オリンピックへの道BACK NUMBER
あの宮原知子がついに帰ってきた!
羽生欠場も見所が多かったNHK杯。
text by
松原孝臣Takaomi Matsubara
photograph byAsami Enomoto
posted2017/11/13 11:50
体力的にはまだまだと言いながらも、宮原の、その1本1本の指先まで美しく表現された演技は流石。完全復活が待ち遠しい。
コストナーを見て「これがスケート!」と衝撃の白岩。
GPシリーズのデビュー戦となった白岩優奈にとっては、苦さもありつつ、「いい試合でした」という思いが残った。
「練習では100%できていました」と本人が言えば、「練習は調子よかった」と濱田コーチも言うように、好調な仕上りとともに試合に挑んだ。だがジャンプでミスが相次ぐなど、力を出せずに終わった。
「すごい緊張していました。目がきょろきょろして」(濱田)
結果、171.94の8位。それでも、得たものは小さくないはずだ。
「練習から、試合のように1本1本、プログラムを練習したいと思います」
間近に接したシニアの選手の姿も刺激となった。その中で印象的だった選手をあげる。
「(カロリーナ・)コストナーさん(イタリア)です。見ていて、『これがスケートなんだ』という滑りで、衝撃でした」
それもまた、糧となる。2週連続での出場となるフランス杯を経て、全日本選手権を視野に入れる。
優勝のメドベデワ、2位のコストナーともに貫禄が。
日本勢それぞれに思いを抱いて終わった試合を制したのは、224.39点のエフゲニア・メドベデワ(ロシア)。

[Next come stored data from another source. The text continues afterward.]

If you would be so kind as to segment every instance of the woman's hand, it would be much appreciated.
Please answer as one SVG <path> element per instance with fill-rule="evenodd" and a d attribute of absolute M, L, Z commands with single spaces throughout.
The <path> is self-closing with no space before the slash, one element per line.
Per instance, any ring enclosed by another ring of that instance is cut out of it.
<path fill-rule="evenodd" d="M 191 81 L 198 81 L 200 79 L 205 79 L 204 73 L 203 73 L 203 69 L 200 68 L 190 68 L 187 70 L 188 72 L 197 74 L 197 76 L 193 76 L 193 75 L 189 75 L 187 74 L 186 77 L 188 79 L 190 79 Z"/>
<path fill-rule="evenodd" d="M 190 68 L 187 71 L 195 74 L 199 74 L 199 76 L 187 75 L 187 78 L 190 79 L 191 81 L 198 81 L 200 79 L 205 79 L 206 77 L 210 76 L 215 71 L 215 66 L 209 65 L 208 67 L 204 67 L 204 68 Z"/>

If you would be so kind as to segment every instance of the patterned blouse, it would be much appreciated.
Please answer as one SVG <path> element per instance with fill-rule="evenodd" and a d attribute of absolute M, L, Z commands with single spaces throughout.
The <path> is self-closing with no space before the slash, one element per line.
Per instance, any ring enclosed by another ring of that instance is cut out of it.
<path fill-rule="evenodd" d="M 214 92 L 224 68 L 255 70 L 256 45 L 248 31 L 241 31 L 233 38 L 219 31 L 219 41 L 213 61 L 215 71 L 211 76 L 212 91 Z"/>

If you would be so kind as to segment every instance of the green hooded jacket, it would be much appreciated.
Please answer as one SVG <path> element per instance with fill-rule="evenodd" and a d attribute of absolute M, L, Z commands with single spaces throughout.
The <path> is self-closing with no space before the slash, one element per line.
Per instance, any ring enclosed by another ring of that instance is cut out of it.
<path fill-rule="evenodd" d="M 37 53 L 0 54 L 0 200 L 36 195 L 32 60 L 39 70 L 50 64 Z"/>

フリーでは、冒頭で予定していた3フリップ-3トウループのフリップで転倒。2つ目の3ルッツも両足着氷となり、珍しくミスが相次いだが、後半のジャンプをコンビネーションにするリカバリーを見せ、技術点、演技構成点それぞれ2位、総合力を発揮して優勝した。
試合後、ミスの原因は「怪我をしているのか?」と問われると、「どうしてそういうことを聞かれるのか分かりません」と毅然と返した。そこに、メドベデワの強さの一端が感じられた。
2位は212.24点のカロリーナ・コストナー(イタリア)。
フリーではコンビネーションジャンプで転倒、ダブルトウループが3度になるミスもあったが、演技構成点でメドベデワを上回った。30歳の今日も、その滑りが健在であることを示し、GPファイナル進出を手中におさめた。
210.19で3位のポリーナ・ツルスカヤ(ロシア)は、シニアデビューそしてGPシリーズデビュー戦を表彰台で飾った。逸材と言われつつ、怪我に苦しんだ時期も長かったが、高さのあるディレイド・ジャンプは、ツルスカヤならでは。圧巻だった。